Unterstützung erhält Bloom auf hoher See von den britischen Stars Jack Davenport (Coupling, This Life) und Mackenzie Crook (The Office), die wieder in ihren Nebenrollen zu sehen sind. Diesmal wird aber Bill Nighy (Per Anhalter durch die Galaxis, Shaun of the Dead) als Will Turners ärgster Widersacher auftreten und den Part des Davey Jones spielen, legendärer Pirat und Captain des Fliegenden Holländers – und geisterhafter Schurke, der statt Haar Tentakel besitzt und an einem Arm statt einer Hand eine riesige Krebsschere hat. Sparrows frühere, zwielichtige Deals mit Jones lassen den Mann genau zeitig aufkreuzen, um Turners Hochzeit mit der hübschen Elizabeth Swann (Knightley) zu stören und die Truppe zu einem neuen gefährlichen Abenteuer zu verleiten, das einen verzweifelten Kampf um Jack Sparrows Seele nach sich zieht. Das wird für Will aber nicht das einzige Problem sein, kündigt sich am Horizont doch Stellan Skarsgard (Dogville) als Pirat `Bootstrap´ Bill Turner an – Wills Vater!

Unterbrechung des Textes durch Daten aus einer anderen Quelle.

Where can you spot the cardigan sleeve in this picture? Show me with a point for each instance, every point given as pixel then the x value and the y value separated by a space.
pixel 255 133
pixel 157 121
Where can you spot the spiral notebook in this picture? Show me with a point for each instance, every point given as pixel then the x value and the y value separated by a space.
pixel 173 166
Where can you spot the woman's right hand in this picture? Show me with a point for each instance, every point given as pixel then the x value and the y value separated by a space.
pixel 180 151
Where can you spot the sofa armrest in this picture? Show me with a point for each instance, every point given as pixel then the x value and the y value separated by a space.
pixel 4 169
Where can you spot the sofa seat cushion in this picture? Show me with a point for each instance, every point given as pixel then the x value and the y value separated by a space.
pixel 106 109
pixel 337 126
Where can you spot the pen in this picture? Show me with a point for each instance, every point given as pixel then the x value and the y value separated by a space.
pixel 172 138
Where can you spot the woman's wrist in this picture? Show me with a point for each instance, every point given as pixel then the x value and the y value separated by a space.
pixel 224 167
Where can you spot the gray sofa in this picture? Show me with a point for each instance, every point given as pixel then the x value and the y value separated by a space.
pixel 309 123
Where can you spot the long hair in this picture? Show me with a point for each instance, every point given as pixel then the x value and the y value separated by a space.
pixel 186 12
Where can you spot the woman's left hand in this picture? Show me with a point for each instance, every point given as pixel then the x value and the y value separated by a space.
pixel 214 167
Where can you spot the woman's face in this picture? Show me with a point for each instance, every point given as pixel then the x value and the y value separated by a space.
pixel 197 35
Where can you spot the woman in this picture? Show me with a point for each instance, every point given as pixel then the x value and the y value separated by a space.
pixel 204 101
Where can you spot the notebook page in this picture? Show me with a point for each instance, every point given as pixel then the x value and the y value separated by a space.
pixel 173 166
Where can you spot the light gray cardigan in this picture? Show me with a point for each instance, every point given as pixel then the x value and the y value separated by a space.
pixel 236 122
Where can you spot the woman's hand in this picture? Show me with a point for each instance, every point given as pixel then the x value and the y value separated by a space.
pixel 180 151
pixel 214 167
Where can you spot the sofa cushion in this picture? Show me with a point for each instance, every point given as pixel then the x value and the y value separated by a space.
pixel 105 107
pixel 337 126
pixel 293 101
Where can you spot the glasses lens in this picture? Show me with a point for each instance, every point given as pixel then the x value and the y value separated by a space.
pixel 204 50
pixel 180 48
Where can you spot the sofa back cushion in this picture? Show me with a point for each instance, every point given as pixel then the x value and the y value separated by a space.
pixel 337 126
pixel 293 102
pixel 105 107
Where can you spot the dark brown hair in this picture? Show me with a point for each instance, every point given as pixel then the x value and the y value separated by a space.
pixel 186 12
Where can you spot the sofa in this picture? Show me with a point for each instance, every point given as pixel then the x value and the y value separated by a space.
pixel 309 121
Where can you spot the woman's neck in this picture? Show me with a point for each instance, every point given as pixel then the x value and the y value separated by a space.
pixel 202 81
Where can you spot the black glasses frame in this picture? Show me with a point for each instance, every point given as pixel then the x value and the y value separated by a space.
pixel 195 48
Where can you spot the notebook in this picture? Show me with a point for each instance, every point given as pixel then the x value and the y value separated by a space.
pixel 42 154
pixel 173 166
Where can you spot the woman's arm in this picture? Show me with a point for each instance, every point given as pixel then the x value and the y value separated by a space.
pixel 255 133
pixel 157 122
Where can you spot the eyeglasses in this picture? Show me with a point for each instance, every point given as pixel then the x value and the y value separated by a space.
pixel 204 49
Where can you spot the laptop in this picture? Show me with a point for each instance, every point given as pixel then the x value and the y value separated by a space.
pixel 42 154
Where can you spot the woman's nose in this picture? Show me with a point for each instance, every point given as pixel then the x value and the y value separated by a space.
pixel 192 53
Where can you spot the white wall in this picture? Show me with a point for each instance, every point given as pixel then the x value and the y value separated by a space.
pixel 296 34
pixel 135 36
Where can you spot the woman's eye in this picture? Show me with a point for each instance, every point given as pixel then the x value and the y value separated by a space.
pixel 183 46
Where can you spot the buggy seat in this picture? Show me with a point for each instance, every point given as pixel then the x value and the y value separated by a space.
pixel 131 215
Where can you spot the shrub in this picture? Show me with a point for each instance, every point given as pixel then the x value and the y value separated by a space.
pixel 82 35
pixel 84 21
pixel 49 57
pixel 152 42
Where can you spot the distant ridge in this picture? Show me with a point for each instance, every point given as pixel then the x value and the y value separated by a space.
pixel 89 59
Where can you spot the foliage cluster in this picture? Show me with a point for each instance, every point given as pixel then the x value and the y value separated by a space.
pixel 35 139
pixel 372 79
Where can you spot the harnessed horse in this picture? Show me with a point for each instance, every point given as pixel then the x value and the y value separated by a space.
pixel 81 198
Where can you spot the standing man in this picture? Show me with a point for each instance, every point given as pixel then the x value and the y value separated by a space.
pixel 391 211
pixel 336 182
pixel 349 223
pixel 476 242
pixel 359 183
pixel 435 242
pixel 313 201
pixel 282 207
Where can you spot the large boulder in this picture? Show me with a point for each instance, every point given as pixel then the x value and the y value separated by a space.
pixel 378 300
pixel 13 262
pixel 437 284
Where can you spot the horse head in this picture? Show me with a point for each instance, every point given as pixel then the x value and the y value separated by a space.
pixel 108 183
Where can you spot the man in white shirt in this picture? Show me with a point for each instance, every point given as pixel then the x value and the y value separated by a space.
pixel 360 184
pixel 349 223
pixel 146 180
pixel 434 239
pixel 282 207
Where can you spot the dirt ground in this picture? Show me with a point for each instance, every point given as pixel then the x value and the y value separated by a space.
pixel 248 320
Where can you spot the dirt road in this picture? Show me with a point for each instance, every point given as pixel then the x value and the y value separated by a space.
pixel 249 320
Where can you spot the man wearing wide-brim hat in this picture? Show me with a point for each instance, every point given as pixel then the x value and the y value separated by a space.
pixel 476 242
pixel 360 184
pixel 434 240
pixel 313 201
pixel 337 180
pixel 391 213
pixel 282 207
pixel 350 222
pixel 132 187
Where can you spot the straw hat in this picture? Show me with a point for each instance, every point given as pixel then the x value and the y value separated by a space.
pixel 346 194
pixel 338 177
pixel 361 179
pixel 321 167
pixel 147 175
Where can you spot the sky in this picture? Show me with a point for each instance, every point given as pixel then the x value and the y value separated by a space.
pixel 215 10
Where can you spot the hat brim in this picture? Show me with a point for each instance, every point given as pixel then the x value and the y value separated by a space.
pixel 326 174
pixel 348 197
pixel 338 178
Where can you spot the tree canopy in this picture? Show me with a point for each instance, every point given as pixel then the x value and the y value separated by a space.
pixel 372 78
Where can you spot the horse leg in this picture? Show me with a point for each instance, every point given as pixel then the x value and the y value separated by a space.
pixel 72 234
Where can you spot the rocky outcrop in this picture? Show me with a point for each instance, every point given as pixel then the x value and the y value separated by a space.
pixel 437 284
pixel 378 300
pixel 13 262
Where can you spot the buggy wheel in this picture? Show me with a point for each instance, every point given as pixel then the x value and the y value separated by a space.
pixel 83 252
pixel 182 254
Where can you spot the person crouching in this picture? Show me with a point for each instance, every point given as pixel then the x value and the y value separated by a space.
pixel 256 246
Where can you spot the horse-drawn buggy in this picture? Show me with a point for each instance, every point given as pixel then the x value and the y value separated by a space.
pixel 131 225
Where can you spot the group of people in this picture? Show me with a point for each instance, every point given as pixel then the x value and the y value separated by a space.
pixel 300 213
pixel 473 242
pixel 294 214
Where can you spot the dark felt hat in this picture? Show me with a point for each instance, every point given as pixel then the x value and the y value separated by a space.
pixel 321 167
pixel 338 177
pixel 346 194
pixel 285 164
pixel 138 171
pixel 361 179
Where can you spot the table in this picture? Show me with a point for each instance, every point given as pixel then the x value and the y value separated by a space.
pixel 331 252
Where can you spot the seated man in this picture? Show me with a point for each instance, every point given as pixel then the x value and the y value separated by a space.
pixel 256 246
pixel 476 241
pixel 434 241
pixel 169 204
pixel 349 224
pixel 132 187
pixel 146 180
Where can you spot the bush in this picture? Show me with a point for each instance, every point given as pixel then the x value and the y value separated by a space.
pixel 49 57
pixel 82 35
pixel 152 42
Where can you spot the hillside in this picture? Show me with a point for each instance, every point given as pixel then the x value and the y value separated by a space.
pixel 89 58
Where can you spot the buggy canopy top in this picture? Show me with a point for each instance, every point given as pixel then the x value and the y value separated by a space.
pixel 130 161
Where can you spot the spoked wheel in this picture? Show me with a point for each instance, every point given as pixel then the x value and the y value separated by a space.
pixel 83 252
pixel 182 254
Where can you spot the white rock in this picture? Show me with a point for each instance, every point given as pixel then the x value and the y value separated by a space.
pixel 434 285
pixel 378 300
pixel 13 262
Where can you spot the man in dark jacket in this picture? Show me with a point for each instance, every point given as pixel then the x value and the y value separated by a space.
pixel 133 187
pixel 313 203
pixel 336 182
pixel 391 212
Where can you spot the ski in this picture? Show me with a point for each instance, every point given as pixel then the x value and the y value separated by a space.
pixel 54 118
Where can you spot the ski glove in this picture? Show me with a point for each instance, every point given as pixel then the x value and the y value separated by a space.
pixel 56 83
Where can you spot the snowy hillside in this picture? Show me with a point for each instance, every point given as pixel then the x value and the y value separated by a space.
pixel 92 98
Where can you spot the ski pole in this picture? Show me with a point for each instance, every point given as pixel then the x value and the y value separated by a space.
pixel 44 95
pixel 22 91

„Es kommt immer besser und besser. Die Entwicklung der Charaktere ist besonders wichtig, damit wir nicht wieder das Gleiche zu sehen bekommen wie beim ersten Film“, so Bloom auf einer Pressekonferenz beim Start seines aktuellen Films Elizabethtown. „Man kann aber auch nicht zu sehr abschweifen. Man kann nicht einfach sagen: `So, jetzt machen wir mal was ganz anderes.´ Die Leute wissen, was sie sehen wollen. Es geht darum, die Figuren zu entwickeln, aber den Kern dessen zu bewahren, was den Film ausmacht. [Verbinski] ist ein so talentierter Regisseur. Das Projekt ist monströs, aber er hat alles im Griff.“

 

Nicht nur Gore Verbinski ist für die Fortsetzung wieder an Bord gekommen, sondern auch die Autoren des ersten Films, Ted Elliot und Terry Rossio, sowie Komponist Hans Zimmer, die alle auch bei Teil 3 mit von der Partie sind, der Gerüchten zufolge den Titel Uncharted Waters tragen soll und der unmittelbar nach der ersten Fortsetzung entstehen und 2007 anlaufen wird.

Damit wird Orlandos nächster Film wieder so rasant sein wie Fluch der Karibik. Fragt sich nur, ob er mehr sein wird als ein sehr teures Bindeglied zwischen Teil 1 und Teil 3. Aber der treue Dackelblick seines Stars wird für viele Fans Entschädigung genug sein, falls die Story es nicht bringt.